Category Archives: psychology

Appreciating individuality: How to measure the Golden Rule…

It is commonly called the golden rule because if we all appreciate one another with empathy, than we all prosper. It requires that we recognize the differences in one another, walk in their shoes, or see things from their point of view, and allow for their differences.

Rule
The Golden Rule

Much of our culture in my humble opinion only respects people who are extroverted, and introverted people are seen as someone to be suspicious of, as they often get burned out by the company of others. Introverts may only know anger as a response to move people away so they can recharge their battery from their rich inner selves. Extroverted people often take their need for absence personally, and bite back.

If the education system focused on healthy communication, as well as the differences in how each; introvert and extrovert needs to experience love in relation to the five A’s of healthy adult relationships (including friendships) than I believe it would be much easier to live by the golden rule. For those unaware the five A’s are Attention, Acceptance, Affection, Appreciation, and Allowing (Being allowing of one another’s differences). I also believe that it starts with trust, and telling another our own needs; or just even, hey I have a need that you can’t fulfill right at the moment. It’s not about you, it’s about me.

That would be too selfish, right? Many people don’t even know what their own needs are because they project them onto others so much, their needs become the responsibilities of everyone else. Be you! Real friends will accept you, and allow you to be you!

Reconstructing the arrogant ego…

The ego is a necessary outer part of the whole self, with an ability to deal with reality as we perceive it. It is the portion of the self that we refer to when we say “I”. We do not want to annihilate the ego we want to reconstruct it, if we find that its anatomy is a limitation when it becomes aroused and we act in ways we dislike, or is detrimental to the results we desire.

It may help one to remember the acronym F.A.C.E., and we can identify if it is a sense of Fear, Attachment, Control, or Entitlement that we are not handling like loving adults. The positive dimensions of the F.A.C.E of the ego should be remembered.

The sense of fear is a tool from an inner portion of our selves that reminds us that we are prudent and cautious. That shows we have an ability to intelligently asses danger. Attachment shows perseverance and commitment to stay through hard times.

Control, that we have the ability to get things done and can be efficient at addressing, processing, and resolving challenges as they arise.

Entitlement, shows we do have a healthy self esteem and can stand up for our rights but with a willingness to accept that things are sometimes unfair.

In fear choose instead to love. When attached, let go. When controlling grant freedom. When entitled see your self as equal.

In contrast to an arrogant ego, and often more detrimental there is the impoverished ego, but perhaps you can do the research on it your selves. It’s amazing what a self esteem builder self education can be.

We do need more people that are successful, just people whose definition of success is teaching, healing, and being kind in a loving manner. Contrary to what some memes may insinuate. We define success each in our own way. Someone with a healthy ego would eventually come to such a conclusion.

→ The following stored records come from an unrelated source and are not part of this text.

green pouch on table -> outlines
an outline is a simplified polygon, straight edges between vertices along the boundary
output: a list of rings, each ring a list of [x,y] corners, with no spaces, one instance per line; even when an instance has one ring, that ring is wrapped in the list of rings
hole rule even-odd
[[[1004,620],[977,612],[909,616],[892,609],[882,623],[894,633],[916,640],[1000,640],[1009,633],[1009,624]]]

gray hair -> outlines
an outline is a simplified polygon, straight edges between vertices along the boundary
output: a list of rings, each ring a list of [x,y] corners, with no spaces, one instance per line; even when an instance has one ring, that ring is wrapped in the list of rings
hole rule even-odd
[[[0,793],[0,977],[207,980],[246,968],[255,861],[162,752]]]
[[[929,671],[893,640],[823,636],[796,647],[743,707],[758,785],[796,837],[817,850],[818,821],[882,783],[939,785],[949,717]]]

A case against a victimized mentality…

When we bring up old issues that are haunting us from the past and creating a feeling of fear and insecurity in our present. That opens us up to reliving that moment in our minds, and in that moment we anchored a emotion, or a feeling. Then we project that feeling, vibration, or whatever the fuck title you want to hang on it; into future presents as well as, that present moment we felt the same as when we were traumatized supposedly?

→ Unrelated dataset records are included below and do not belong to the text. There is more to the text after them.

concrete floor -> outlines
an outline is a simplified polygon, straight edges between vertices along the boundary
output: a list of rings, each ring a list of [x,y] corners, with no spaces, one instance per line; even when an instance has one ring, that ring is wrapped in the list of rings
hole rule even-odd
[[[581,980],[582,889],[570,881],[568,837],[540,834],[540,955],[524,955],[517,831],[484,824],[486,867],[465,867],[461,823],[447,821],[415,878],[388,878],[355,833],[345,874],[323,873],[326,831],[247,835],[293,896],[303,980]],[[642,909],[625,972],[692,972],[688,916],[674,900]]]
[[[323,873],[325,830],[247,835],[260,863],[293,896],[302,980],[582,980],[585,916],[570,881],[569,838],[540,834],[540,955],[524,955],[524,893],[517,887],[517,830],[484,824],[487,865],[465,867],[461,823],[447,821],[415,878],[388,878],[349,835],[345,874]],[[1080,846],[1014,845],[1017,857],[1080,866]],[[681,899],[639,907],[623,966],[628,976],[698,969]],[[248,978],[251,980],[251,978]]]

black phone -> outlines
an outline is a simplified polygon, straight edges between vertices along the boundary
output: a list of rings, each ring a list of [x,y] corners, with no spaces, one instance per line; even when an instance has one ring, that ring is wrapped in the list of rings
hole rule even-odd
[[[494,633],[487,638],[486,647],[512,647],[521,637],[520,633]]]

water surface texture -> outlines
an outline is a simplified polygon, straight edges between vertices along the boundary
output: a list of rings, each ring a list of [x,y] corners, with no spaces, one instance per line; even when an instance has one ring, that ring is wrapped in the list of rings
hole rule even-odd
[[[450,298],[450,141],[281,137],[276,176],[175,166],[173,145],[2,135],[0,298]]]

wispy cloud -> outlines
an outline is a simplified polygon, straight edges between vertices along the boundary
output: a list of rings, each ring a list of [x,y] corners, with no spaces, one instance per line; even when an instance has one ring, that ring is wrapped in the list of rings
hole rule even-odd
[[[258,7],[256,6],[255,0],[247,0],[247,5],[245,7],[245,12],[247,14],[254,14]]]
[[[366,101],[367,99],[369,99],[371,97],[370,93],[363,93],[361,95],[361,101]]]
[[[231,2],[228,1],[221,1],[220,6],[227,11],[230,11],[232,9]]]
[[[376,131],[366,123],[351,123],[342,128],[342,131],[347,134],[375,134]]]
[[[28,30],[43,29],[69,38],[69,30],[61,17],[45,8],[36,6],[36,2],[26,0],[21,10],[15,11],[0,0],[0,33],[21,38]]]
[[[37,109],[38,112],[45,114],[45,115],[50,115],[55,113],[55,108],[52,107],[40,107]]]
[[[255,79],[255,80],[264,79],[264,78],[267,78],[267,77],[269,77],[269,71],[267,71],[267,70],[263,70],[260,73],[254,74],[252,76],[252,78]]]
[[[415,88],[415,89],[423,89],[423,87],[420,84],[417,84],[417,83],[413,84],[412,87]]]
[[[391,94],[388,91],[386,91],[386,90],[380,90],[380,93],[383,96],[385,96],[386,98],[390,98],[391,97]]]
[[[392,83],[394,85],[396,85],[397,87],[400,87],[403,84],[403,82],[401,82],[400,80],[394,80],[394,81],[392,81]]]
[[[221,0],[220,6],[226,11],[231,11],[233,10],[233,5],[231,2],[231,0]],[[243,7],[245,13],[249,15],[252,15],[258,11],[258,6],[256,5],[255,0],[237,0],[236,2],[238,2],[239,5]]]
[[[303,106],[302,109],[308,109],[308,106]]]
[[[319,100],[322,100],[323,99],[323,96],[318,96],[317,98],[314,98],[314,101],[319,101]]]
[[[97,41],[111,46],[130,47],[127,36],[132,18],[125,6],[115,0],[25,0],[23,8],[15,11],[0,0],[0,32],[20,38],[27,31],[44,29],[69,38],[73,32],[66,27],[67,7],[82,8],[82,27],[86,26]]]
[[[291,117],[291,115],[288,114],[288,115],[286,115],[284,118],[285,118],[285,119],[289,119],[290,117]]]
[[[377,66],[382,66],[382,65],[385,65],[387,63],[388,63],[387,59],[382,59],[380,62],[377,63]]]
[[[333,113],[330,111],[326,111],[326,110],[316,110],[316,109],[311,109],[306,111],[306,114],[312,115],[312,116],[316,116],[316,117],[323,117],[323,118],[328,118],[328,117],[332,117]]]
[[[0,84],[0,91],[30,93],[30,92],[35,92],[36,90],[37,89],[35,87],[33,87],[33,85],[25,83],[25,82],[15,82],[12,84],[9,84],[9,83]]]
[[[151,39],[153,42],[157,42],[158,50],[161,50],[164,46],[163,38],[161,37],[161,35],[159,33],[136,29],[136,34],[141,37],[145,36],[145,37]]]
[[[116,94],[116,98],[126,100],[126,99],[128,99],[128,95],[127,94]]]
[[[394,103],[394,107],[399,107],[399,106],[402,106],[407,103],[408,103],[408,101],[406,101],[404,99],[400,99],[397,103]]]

Isn’t that a bit morbid of us to do? Because you could obviously be of a mind to look for ways that those past presents could have lead to grow into your greatest probable potential for the current probable present. Thus projecting your personality’s greatest value into space and time. Giving us exactly the experience we needed all the time.

So yet knowing this consciously doesn’t mean we can always look for the value of the present; instead of looking for the ways things about it are disturbing us. By us I mean as a collective experiment in freedom. In recognition of unity, and not because of it. Unity in sight of the basic fact we all have the same basic needs. Or, at the very least can stop and recognize what your real needs and list 5; then imagine the number of all the people you can conceive of also having a similar need.

You’re not that much different than I am, name and personality different; countenance perhaps. Where does this leave us?